Fungsi manajerial akan sangat dibutuhkan mengingat kita berada dalam negara hukum yang sesuatunya harus terperinci pada hitam diatas putih. Itulah dasasr penyelenggaraan organisasi itu dijalankan. Semisal surat-menyurat, pengarsiapan dan dokumentasi kegiatan. Kesemuanya itu harus diperhatikan secara jeli agar organisasi tersebut dapat dikatakan sehat. Apalagi manajerial ini ditangani secara rapi dan profesional, maka akan menghasilkan keluaran organisasi yang ideal.

Selain dari itu semua di atas, terdapat satu hal lagi yang penting dilakukan sebuah organisasi demi terciptanya kesinambungan gerakan kedepan. Agar visi organisasi tersebut dapat sampai, yang notabene visi tersebut akan membutuhkan waktu lama, maka perlu adanya regenerari. Guna memberikan tongkat estafet suatu arah gerak.

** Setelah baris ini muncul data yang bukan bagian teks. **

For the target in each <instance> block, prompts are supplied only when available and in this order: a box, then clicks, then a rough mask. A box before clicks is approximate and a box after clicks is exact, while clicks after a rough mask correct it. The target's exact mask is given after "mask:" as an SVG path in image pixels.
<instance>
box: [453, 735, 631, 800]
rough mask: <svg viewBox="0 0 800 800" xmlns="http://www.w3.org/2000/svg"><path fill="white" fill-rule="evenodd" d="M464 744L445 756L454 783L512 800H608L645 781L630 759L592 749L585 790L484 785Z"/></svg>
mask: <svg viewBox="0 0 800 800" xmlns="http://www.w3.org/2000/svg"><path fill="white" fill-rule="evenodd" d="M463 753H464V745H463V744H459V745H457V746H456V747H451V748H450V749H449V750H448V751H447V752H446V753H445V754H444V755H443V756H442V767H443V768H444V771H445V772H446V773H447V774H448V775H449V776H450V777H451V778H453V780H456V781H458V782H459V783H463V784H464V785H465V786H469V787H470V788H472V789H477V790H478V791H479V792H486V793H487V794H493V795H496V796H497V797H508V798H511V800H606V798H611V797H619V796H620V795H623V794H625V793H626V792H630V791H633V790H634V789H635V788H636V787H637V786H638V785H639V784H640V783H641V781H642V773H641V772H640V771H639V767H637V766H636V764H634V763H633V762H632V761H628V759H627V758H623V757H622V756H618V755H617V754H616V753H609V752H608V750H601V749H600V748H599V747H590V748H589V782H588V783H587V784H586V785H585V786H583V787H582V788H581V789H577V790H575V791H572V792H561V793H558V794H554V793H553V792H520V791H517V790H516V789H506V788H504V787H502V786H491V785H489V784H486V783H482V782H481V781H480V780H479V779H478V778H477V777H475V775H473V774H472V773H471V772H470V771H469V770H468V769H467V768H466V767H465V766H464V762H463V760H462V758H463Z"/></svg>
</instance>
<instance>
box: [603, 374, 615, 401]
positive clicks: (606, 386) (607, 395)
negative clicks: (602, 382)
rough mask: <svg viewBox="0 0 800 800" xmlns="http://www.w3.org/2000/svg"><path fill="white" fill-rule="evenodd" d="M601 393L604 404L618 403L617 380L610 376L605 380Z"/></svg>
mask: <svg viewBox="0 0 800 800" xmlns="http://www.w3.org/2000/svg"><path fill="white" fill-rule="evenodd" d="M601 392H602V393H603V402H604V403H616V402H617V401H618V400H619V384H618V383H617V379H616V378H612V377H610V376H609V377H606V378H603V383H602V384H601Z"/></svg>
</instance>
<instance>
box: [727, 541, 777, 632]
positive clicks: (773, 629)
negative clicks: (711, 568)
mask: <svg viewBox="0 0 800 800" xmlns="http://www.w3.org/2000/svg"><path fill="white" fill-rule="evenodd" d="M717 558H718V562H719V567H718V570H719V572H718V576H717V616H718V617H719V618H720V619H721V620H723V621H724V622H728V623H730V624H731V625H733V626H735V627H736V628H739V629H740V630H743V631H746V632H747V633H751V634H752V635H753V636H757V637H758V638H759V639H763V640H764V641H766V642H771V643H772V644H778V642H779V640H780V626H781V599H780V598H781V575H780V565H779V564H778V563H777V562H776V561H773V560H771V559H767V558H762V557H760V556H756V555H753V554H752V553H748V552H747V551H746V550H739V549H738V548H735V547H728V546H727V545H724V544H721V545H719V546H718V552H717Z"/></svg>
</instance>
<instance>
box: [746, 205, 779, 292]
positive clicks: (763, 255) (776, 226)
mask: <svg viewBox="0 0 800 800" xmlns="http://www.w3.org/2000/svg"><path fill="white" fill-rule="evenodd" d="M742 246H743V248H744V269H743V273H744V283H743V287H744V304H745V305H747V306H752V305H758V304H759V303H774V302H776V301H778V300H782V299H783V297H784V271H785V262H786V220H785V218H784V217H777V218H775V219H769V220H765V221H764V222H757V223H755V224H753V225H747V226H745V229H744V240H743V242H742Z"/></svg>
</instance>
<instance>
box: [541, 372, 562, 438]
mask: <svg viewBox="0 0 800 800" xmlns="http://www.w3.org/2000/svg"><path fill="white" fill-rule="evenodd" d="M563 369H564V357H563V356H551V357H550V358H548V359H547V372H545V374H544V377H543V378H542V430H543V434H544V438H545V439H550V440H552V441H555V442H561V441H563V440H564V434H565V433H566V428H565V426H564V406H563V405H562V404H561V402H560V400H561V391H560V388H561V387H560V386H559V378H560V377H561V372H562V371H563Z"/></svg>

Kaderisasi. Inilah satu fungsi utama yang akan menghantarkan organisasi terus-menerus menjalankan roda gerakannya sehingga tercapailah tujuan yang semula ingin dicapainya. Dengan melakukan pola kaderisasi yang apik, terstruktur dan berkesinambungan, organisasi akan semakin cerah kedepannya. Karena untuk mencapai tujuannya, masih tetap ada yang memperjuangkan dan mempertahankannya.

Jadi intinya, untuk menjadikan organisasi itu sehat dan ideal, terletak pada tulisan-tulisan tebal di atas. Jika kesemuanya bagus, maka lihatlah organisasi tersebut akan selalu berjaya.